Parameter:
PasswordCheckSettingShort description: Controls the server-side check of Notes ID password quality and password expiration during authentication.
Profile
Parameter | PasswordCheckSetting |
Category | Security / TLS |
Component | Server |
Available since | 10.0 |
Supported versions | 10.0, 11.0, 12.0, 14.0, 14.5, 14.5.1 |
GUI equivalent | Server document (Security → Password Management) |
Possible values | 0 = no check, 1 = check, 2 = check + required change |
Description
PasswordCheckSetting enables the server-side Notes ID password check. Level 1 validates the quality and expiry date of the ID file password during NRPC login – users with weak or expired passwords are warned or rejected.

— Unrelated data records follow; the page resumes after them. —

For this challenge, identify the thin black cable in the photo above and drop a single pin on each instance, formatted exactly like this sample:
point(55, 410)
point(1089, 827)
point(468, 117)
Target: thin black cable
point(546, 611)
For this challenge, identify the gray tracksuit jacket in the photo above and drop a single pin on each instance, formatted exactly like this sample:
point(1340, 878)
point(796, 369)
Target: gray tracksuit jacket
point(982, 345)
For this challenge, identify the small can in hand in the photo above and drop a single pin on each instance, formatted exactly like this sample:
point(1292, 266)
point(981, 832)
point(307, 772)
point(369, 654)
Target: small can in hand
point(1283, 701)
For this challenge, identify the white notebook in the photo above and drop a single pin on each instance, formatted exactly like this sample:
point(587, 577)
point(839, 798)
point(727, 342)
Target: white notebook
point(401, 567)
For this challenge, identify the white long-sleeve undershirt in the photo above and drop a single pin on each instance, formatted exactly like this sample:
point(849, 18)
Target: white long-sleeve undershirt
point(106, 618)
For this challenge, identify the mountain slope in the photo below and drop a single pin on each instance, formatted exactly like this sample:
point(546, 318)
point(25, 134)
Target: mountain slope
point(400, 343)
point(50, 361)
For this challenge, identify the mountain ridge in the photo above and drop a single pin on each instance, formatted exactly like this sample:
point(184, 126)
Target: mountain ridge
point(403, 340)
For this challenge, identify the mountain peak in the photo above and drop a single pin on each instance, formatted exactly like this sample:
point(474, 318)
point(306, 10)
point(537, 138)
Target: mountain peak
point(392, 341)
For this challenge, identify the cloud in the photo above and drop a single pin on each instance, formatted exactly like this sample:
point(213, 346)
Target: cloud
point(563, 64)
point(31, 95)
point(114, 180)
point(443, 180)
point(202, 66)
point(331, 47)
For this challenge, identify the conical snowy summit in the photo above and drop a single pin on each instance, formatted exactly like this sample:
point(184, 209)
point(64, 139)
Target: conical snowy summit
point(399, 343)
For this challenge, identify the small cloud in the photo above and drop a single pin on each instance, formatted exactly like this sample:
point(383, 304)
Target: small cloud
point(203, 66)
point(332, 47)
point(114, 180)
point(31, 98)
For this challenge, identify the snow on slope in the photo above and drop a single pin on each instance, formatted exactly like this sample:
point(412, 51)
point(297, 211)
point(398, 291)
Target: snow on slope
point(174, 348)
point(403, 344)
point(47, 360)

Level 2 additionally enforces a required password change, so users must set a new password at their next login.For compliance requirements (BSI, ISO 27001, BaFin), this is an important security switch – in combination with password policies in the Domino Directory.
Example configuration
PasswordCheckSetting=2
Notes & pitfalls
- Affects only Notes Clients (NRPC), not web / SMTP logins (Internet password policy applies there).
- Requires configured password policies in the Domino Directory – otherwise the check has nothing to validate against.
- Takes effect after a server restart or a
set configreload.
- For finer control per person / group, use policies instead of the notes.ini switch.
- The Server document entry Compare Notes public keys against those stored in Directory should also be configured sensibly in parallel.